VMware Cloud Community
splintereddy
Contributor
Contributor

Cannot create big data cluster using cloudera manager as application manager in big data extension2.3

Hi guys,

     Here is my lab environment:

          vcneter server 6.5U1 with big data extension2.3 intergrated

          cloudera manager 5.13.0 as the application manager,which is installed in centos 6.8 , same as the node template of big data extension

          the datastore room is enough,the addresses in ip ranges is enough too

          local dns  server ,all the forward and reverse lookup is ok

          local cloudera manager yum repository and parcel repository.Besides i installed the cloudera manager agent,deamon and oracle j2sdk in node template already. (after installing i removed the snapshot of node template and restarted the management server)       

QQ截图20180211100851.png

     Here is the problem that i encountered:

          when i try to create a big data cluster using cloudera manager as the application, i can see the cdh is just the right version that i put in my local parcel repository.

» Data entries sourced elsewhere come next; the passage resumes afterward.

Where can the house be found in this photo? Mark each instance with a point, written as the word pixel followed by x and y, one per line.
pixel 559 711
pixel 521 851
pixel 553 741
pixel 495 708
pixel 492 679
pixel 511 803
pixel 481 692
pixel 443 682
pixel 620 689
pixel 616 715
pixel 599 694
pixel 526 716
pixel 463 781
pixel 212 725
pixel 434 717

          when i finished the process of creating cluster,the vms are cloned with proper ip and hostname that i've wrote in unbound.conf in my dns server。the cloudera manager agent is started and

the host agent installation is successful.

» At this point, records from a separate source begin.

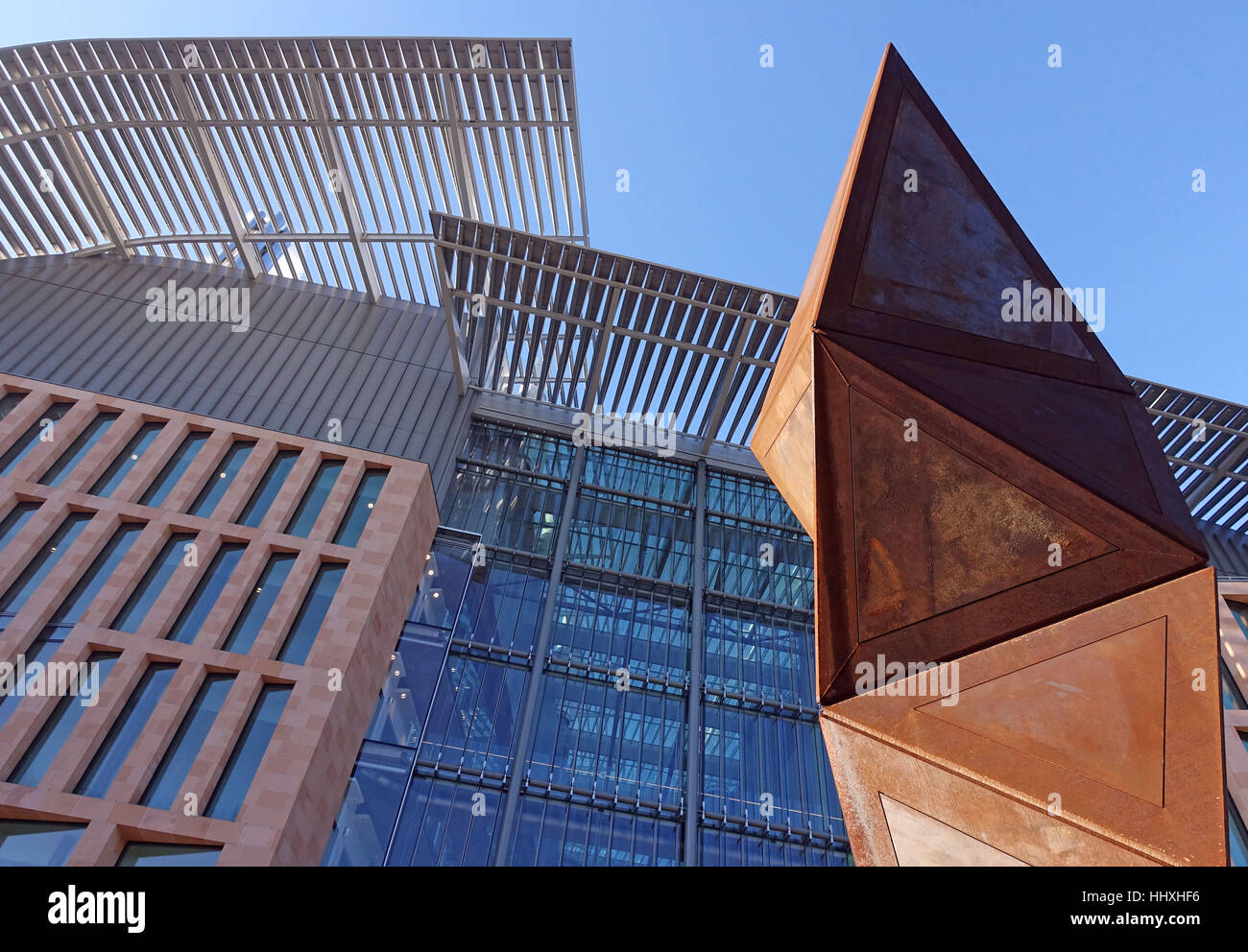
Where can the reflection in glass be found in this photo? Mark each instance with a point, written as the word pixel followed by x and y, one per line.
pixel 313 498
pixel 138 444
pixel 235 782
pixel 79 448
pixel 125 730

          but is ends up with the error:an exception happens when application manager creates the cluster.creation fails。

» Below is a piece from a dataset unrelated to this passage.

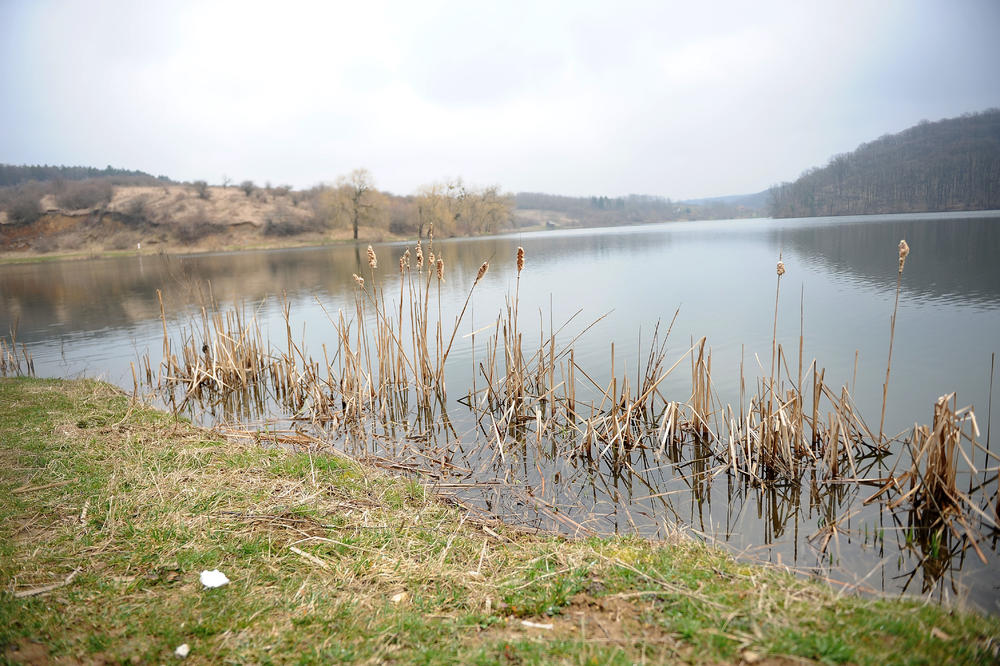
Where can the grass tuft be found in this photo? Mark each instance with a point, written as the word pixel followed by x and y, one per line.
pixel 109 511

it seems that the cloudera manager couldn't install the parcel in hosts.

anyone khows why?

thank you .

QQ截图20180211102123.png

QQ截图20180211105303.png

QQ截图20180211095125.png

10 Replies
Qing_chi
VMware Employee
VMware Employee

Hi,

Cloud you provide the serengeti log file which under the directory /opt/serengeti/logs?

Thanks,

-qing

Reply
0 Kudos
splintereddy
Contributor
Contributor

Thanks for your help。It might be the problem of os package dependency。

I found a way to create the big data cluster successfully,but still confused about how it works.

First of all i deploy the bigdata extensions , add the dns record to the dns server, add the cloudera manager as application manager,then i try to create the big data cluster using local repository(including  cloudera manager agent , daemon, jdk ,etc) and default centos repo, it fails at installing the cloudera manager agent, the logs shows the error of package dependency

Then i install the agent in node template before creating the cluster , it fails again . i guess the agent should be unique in every node , but if formerly installed in template  the id of agent is the same one.

QQ拼音截图20180227113232.png

Then i modify the template : rename all the Centos-*.repo except Centos-Media.repo to bak_Centos-*.repo and modify the Centos-Media.repo to use my local centos yum repository。

Finally succeed。

Here is my question:

     All the master and worker nodes can access to Internet,so the centos package dependency should be ok in theory, but it seems not.

     There is a shell script "set-local-repo" in  /opt/serengeti/sbin directory in node template , it creates a "backup" directory and moves all the centos*.repo to it when i use local cloudera manager yum repo , what is the purpose of this function ? I comment  part of the code (line 04-22) and it seems that there is no influence。I know that the vm would download and install packages according to the repo files in directory /etc/yum.repos.d/ , but what if all the repo files are moved to the  subfolder ?  Then what is the purpose of moving all os repos to the "backup" subfolder?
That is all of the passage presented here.